# Want to upgrade OpenSSL in FreeBSD 6.2 Release



## Juvy Green (Jun 12, 2015)

Hi guys,

I need you help, I do not know much about FreebsdFreeBSD.

We need to generate a certificate using SHA256 encryption but the problem is we have a very old release of FreebsdFreeBSD (6.2) and OpenSSL version which is 0.9.7e-p1 that only supports SHA1.

Is it possible to upgrade the OpenSSL only without upgrading the OS (6.2)?

Please advice me what to do.


----------



## gkontos (Jun 12, 2015)

You need to backup the application(s) that the system is running and reinstall a newer version of FreeBSD that is supported.

You need to find someone to do it for you if you don't have the necessary knowledge. There is NO other alternative. Your system should not be serving any data actually.


----------



## SirDice (Jun 12, 2015)

FreeBSD 6.2 has been end-of-life since May 2008 and is not supported any more. I strongly urge you to replace it with a recent, and supported, version like 9.3 or 10.1, especially if this system is connected to the internet.
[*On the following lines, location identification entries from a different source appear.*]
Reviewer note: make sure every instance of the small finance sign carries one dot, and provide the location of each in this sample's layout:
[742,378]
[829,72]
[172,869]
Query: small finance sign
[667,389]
Thread topics-about-unsupported-freebsd-versions.40469


----------



## Juvy Green (Jun 12, 2015)

SirDice said:


> FreeBSD 6.2 has been end-of-life since May 2008 and is not supported any more. I strongly urge you to replace it with a recent, and supported, version like 9.3 or 10.1, especially if this system is connected to the internet.
> 
> Thread topics-about-unsupported-freebsd-versions.40469




SirDice, Thank you so much. Is there any problem upgrading it from 6.2? Or we should do a fresh install?


----------



## phoenix (Jun 12, 2015)

Ideally, do a fresh install.

One could do source-based upgrades (make buildworld) to 7.x and then use freebsd-update to do binary upgrades from there, but your ports would all need to be reinstalled from scratch.  At that point, it would simply be easier to do a clean install and manually merge in your configuration files.


----------



## gkontos (Jun 12, 2015)

You can't go from 6.x to a recent supported version. It has been discussed here many times.


----------



## SirDice (Jun 15, 2015)

Yes, you're going to have a bit of a problem with the old partitions. If I recall correctly the root partition is rather small, so you're going to have difficulties getting a recent version on it. It'll be better just to do a clean install.


----------